会えばドキドキするけど会えない時間に考えてもドキドキはしない。
「えっ、それは・・・」
「それは恋だろ(笑)」
環たちと話していたのに割り込んだ須永くん。
「須永ーーー!」
「聞くつもりはなかったけど(笑)環、声でけーし(笑)柊もごめんね?(笑)」
悪気もなく謝ってる。
「でも私もそれは恋だと思うよ。

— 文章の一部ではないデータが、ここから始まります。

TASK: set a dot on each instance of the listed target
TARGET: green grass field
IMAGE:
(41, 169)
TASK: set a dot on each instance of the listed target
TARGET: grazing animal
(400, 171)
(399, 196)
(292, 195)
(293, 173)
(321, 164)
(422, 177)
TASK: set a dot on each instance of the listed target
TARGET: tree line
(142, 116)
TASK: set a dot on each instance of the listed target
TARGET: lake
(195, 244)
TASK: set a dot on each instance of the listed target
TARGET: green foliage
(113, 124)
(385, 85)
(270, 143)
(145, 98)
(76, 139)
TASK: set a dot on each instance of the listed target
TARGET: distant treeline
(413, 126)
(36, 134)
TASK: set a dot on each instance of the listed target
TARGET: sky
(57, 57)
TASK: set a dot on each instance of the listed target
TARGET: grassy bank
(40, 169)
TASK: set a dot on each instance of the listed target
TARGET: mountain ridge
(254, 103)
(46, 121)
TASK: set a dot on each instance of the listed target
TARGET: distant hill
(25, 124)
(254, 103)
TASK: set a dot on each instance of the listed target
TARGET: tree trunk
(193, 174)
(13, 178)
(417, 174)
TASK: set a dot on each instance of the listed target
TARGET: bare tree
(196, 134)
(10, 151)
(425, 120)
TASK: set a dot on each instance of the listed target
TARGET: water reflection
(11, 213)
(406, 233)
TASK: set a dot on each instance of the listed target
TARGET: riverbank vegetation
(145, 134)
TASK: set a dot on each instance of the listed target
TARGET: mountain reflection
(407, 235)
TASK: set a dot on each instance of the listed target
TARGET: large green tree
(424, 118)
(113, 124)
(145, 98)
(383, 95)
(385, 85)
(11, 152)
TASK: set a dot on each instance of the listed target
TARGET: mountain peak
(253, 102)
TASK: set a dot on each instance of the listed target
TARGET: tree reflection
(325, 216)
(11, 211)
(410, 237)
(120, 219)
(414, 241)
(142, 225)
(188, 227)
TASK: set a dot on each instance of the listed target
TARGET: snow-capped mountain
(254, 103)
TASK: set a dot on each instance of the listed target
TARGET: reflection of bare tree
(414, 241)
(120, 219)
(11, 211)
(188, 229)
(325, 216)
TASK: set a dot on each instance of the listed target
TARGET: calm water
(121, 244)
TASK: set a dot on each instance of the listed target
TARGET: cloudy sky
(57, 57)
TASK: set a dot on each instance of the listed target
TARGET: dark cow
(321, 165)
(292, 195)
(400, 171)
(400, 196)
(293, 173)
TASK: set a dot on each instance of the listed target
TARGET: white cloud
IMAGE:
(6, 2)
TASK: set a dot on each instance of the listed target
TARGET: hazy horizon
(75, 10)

花は先輩のことが好きなんじゃないのかな?」
双葉も須永くんに同調して私に伝えた。

トクントクンーーー・・・。
先輩が好き、そうなのかな・・・。
周りに言われて自分の気持ちを確かめる。
ーーーもしこれを好きだと認めてしまえば簡単なのかもしれない、
でも初恋もまだの私にはこれが恋なのかさえも分からなかった。

「えっ・・・」
そんな矢先、先輩に彼女がいると言う噂が流れた。
あくまでも噂で誰か本人の口から聞いたわけでもない。
だけど3年の誰かが樹先輩が女性と2人で一緒にいるところを見たんだって、と。
「友達とだって2人で歩くだろうし、決定打じゃないしね・・・」
明らかにショックを受ける私に対して双葉がフォローしてくれた。
ーーーそれはそうだけど、考えてみたら先輩に彼女がいてもおかしくないのではないかと思った。
スポーツ万能でイケメンで女子からの人気がめちゃ高い人、
それに私が思うに優しい人だと思う。
そっかーーー・・・
彼女の存在、全く考えていなかったな、と自分の恋愛値の低さを思い知った。

今思えば、
憧れからいつ好きに変わったんだろう。
半年前に活躍するプレーを見て憧れた、
こんなふうに私もスポーツがしたいと叶わない願いを先輩に乗せて憧れを持った。
叶わなくても何がなんでも同じ高校に行く、とあの時に決めた。
おばあちゃんが決めた遠方の高校じゃなく、
お姉ちゃんや剛くんの母校で、
お母さんたちの出会った学校に絶対に行くと決めた。
だからおばあちゃんの反対を押し切って剛くんの家に居候させてもらってる。
ーーー最後に折れたおばあちゃん、
金銭面の援助をすごくしてくれていることは今でもすごく感謝している。

高校入学当初は本当に憧れだった。
変な感情も持っていなかったし、見ているだけで幸せだった。
環、双葉、須永くんと仲良くなって先輩とも顔見知り程度にはなった。
見かけるたびに目で追いかけて、
私の席から見えるグランドで友達と笑い合う先輩や、
友達とサッカーにバスケなどのスポーツをする先輩を眺める時間もあった。
ーーー今思えば目で追うごとに気持ちが膨らんでいたのかな。

初めて会話という会話ができた先週の試合、
あの時にはすでに先輩のことが好きだったのかもしれないと思った。
知り合って間もないし、
会話なんてほぼゼロに近いのに人は人を好きになれるものなんだと感心している自分がいる。
そして、今先輩への恋心を自分で実感した。
ーーーああ、これが好きという感情なんだと。

彼女がいたって良い、
先輩からの見返りは望んでないから。
ただ好きになったばかりの初恋をまだやめさせないでと思った。
ーーー自分が納得できるまで、
好きでいさせてくださいとだけ願い、
私は気持ちを封印した。

そして私たちは長い夏休みに入った。